Я помню с Д. С. мы встреч а лися по утрам, часов в 10, за утренним чаем; З. Н. не вставала (вставала не ранее двух); Т. Н. Гиппиус была в Академии; за столом мы встречались одни; кто не знал Д. С., мог бы подумать:
-- Чего он надулся?
-- За что он так сердится?
Чопорно, сухо, с оттенком брезгливости мне подавал свою ручку Д. С., но я знал, что оттенок брезгливости вовсе ко мне не относится; просто был полон он мыслей; перед работою: от половины одиннадцатого и до двенадцати аккуратно отписывал он свою малую порцию романа "Петр и Алексей"; и потом, что-то тихо посвистывая, надевал меховую он шапку и быстрыми, перебегающими шагами, пересекал коридор, направляясь в переднюю: шел он гулять в Летний сад, оставляя на письменном столе в кабинете открытую рукопись с непросохшим чернилом; мне случалось невольно прочитывать окончание последней, написанной фразы.

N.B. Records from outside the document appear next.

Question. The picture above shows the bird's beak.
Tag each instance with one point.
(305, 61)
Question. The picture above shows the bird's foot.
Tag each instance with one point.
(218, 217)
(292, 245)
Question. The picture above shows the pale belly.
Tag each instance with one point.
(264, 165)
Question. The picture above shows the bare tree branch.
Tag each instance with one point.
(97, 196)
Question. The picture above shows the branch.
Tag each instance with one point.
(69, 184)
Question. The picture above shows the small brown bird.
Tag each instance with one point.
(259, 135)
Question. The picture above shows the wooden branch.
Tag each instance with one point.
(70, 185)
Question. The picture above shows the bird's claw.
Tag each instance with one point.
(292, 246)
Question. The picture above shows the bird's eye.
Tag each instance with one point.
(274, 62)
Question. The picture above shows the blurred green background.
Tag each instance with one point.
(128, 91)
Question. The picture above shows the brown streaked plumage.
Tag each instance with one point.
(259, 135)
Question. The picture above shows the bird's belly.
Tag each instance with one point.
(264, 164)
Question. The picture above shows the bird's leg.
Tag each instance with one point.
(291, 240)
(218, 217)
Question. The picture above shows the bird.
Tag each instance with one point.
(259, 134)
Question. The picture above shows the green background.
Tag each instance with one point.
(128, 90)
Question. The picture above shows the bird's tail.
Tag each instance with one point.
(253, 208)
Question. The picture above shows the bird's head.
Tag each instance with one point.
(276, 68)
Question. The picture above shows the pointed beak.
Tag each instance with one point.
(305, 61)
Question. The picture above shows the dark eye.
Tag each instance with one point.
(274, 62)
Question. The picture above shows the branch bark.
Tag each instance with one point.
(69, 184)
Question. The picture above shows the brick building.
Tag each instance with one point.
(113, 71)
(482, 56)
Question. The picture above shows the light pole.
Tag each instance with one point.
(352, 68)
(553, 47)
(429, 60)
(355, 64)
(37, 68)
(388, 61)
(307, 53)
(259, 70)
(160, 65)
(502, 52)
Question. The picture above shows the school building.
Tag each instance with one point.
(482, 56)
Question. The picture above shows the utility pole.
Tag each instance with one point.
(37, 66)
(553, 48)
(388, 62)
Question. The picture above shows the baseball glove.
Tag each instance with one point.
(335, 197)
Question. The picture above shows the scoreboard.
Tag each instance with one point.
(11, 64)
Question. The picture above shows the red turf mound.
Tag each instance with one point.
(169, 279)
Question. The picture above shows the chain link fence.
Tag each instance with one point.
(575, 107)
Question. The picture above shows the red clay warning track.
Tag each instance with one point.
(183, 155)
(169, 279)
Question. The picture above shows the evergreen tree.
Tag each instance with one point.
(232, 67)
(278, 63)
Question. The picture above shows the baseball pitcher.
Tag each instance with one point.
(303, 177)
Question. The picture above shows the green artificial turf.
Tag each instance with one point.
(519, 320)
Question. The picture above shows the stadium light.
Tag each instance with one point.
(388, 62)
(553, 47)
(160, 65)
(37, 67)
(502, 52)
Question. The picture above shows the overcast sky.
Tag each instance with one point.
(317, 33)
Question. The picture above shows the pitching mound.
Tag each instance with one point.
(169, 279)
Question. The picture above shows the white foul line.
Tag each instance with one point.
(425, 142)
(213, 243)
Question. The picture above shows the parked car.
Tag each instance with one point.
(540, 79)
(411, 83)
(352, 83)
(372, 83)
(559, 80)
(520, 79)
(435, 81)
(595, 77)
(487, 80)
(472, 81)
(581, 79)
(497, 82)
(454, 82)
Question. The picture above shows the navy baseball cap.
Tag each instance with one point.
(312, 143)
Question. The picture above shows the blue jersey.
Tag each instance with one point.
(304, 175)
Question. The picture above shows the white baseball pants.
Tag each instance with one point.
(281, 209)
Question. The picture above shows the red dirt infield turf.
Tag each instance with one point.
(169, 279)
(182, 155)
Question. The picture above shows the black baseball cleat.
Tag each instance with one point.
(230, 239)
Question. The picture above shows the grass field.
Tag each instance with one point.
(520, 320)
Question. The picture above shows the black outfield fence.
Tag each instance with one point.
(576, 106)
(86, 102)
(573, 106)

В два -- завтракали (чаще всего без З. Н.).
И потом расходились.
. . . . . . . . . . . . . . . . . . . . . . .
Мое путешествие из дома Мурузи к Казармам происходило в 2--3 часа (каждый день); просиживал часто у Блоков часов до 6, до 7; очень часто обедал у них.
Запомнилась мне их квартира, естественно, разделенная на половину А. А. и Л. Д. и на прочие комнаты; половина А. А. состояла из кабинета и спальни.
Бывало звонюсь: открывает денщик; коль А. А. и Л. Д. дома нет, -- я вхожу в двери прямо, в гостиную; знаю, что встречу я здесь Александру Андреевну, с которой все более я дружу; тема наших общений самостоятельная, разговоры, напоминающие бывалые, бесконечные мои разговоры с О. М. Соловьевой; у Александры Андреевны тот же пытливый, скептический взгляд, наблюдающий подоснову душевных движений; она как бы мне говорит своим видом:
-- Ну, да, -- хорошо: утверждаете свет... Покажите мне вашу тайную лабораторию света.
За "скепсисом" у Александры Андреевны -- огромная вера, надежда на... Главное; недоверие, настороженность -- всегда; она первая явственно угадала, что стиль утверждений моих предполагает "катастрофу", "взрыв"; и не раз говорила:
-- Вы, в сущности, не оставляете камня на камне: вы все разрушаете; ваше "да" -- но мне кажется, будто нет его вовсе...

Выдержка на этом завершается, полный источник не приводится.